The Board of Education and leaders of the education association agreed following a 10-hour session Sunday to "save" about 270 nonteaching jobs from being handed over to an independent contractor that would set its own salary scale and benefits.
In exchange, the school board gained health-care concessions that allows it to drop the $2.2 million privatization plan in the 2011-12 budget.
Immediately, association members will pay 1.5 percent of health care premiums. Starting in July, that will rise to 12 precent. The following year, they’ll pay 18 percent.
Gov. Christie is on record wanting teachers and other public sector employees to pay 30 percent of benefits by 2014. In today’s hypercharged environment, it’s possible the Legislature could vote for that.
For the next two years, the Hillsborough teachers avoided the possibility.
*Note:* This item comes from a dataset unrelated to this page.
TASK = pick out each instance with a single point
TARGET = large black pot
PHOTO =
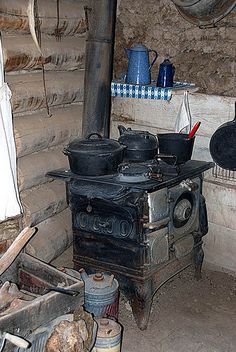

And the board lost those potential savings if it did happen.
Both sides gave in order to gain. But they arrived at the decision after talking to each other with each side recognizing 2011’s economic realities.
The negotiation wasn’t acrimonious. It didn’t overreach and demand unreasonable concessions. Neither side came out "blaming" the other for hard times.
Somehow, in today’s pressure of out-of-balance budgets and ever-climbing tax rates, collective bargaining units have received the brunt of the blame for the woes we all face.
The last time we looked, there are two signatures on any contract. And it seems unfair points won in honest bargaining can simply be walked away from by saying "We’re broke."
Banks don’t like it when lenders do that. Guys don’t like when someone reneges on a handshake. Nobody should break the sanctity of a contract.
So, if one side is having a hard time living up to its end of the bargain, the two sides should talk. Usually, they’ll come to terms on a solution both sides can live with. That happened here.